Son regard me brûle la peau, pourtant je maintiens mon visage baissé. Lui avouer tout ce que je garde si secret depuis tout ce temps m'a épuisé. Je me sens mal, honteux de n'être qu'une personne malade qui n'a aucun contrôle sur elle-même.

Un long silence s'installe alors que je peine à retenir les larmes qui apparaissent sous mes paupières closes. Je suis éreinté d'être un mec qui déraille constamment, fatigué de cette vie que je ne supporte plus.

Un sursaut me secoue quand Will effleure ma peau. Sa main se referme autour de mon poignet et je me laisse faire lorsqu'il relève doucement la manche de mon manteau. Ses doigts passent lentement sur mes plaies boursouflées. Je serre les dents pour faire taire ma douleur. J'ignore si c'est l'effet de la souffrance ou simplement son contact, mais mon rythme cardiaque s'apaise.

— Depuis quand sont-elles là celles-ci ?

— La veille de partir pour la rencontre, réponds-je en fixant ses doigts sur mon poignet.

Ses ongles se plantent brusquement dans ma peau, là où elle est indemne.

— Aïe ! Putain, t'es con.

Je retire mon bras rapidement et le fusille du regard alors qu'il sourit sournoisement.

— Tu as dit que tu voulais ressentir des choses, ça marche visiblement.

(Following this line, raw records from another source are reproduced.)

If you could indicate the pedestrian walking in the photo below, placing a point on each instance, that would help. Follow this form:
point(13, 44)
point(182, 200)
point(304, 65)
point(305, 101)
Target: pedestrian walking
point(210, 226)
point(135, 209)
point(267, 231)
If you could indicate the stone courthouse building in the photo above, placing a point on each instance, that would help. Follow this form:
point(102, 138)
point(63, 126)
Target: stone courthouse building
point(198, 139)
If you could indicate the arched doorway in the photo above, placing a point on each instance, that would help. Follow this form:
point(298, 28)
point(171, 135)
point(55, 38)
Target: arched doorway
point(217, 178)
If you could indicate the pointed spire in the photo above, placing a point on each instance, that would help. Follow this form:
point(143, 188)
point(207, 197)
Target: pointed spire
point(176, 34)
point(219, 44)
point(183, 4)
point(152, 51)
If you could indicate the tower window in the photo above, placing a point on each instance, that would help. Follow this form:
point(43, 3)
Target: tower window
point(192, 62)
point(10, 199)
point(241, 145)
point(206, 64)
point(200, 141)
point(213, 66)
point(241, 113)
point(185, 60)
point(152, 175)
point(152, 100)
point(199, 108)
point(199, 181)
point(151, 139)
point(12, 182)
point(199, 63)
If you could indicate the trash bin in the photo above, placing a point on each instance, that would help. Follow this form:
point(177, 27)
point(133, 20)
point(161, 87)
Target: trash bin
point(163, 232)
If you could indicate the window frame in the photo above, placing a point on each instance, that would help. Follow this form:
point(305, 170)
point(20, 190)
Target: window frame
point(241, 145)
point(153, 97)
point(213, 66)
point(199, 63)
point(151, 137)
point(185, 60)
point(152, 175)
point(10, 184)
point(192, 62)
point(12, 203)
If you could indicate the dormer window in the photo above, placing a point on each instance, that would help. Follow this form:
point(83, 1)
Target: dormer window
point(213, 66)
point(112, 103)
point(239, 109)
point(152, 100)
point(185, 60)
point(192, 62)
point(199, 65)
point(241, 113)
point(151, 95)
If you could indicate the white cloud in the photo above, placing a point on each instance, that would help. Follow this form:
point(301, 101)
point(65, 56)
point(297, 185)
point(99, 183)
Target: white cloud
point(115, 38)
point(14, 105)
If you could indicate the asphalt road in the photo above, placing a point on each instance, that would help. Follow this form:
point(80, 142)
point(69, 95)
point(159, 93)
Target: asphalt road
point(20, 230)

— Va te faire foutre, grincé-je en frottant ma peau marquée. Ce n'est pas ce que j'attendais.

— Que veux-tu ?

— Que t'arrêtes de me prendre la tête.

— Je m'attendais à une autre réponse.

— Les autres ne te plaisent pas.

— Je préfère te pincer que te cogner, dit-il en haussant les épaules.

— Et tu optes pour quelle solution pour ce qui est de m'embrasser ?

— Marcher et t'ignorer.

Il se relève, me tourne le dos et se met à avancer en levant la tête d'une façon insupportable.

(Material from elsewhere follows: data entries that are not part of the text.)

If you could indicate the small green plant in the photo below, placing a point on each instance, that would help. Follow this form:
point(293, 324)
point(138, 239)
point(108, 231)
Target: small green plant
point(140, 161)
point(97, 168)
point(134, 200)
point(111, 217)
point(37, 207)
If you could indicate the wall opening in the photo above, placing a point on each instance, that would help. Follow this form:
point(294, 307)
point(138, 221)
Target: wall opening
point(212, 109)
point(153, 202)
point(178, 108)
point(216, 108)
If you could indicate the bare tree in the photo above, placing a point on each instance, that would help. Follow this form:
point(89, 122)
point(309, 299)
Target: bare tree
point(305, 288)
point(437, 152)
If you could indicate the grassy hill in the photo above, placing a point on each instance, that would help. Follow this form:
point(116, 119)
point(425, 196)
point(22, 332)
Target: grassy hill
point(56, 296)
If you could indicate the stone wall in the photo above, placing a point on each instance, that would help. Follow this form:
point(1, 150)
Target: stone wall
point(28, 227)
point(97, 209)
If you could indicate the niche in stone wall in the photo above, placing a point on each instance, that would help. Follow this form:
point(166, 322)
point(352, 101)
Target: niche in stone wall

— C'est de la merde cette option, craché-je.

Je me redresse à mon tour, traîne des pieds en suivant Marx qui ne fait de nouveau plus attention à moi. Pour ça il est doué, c'est un point que nous avons en commun. Fraise s'est bien trop éloigné, je ne le vois plus dans les parages et j'avoue que ça m'inquiète. Bien qu'il me fasse encore un peu peur, je préfère quand il est près de nous et qu'il surveille nos arrières.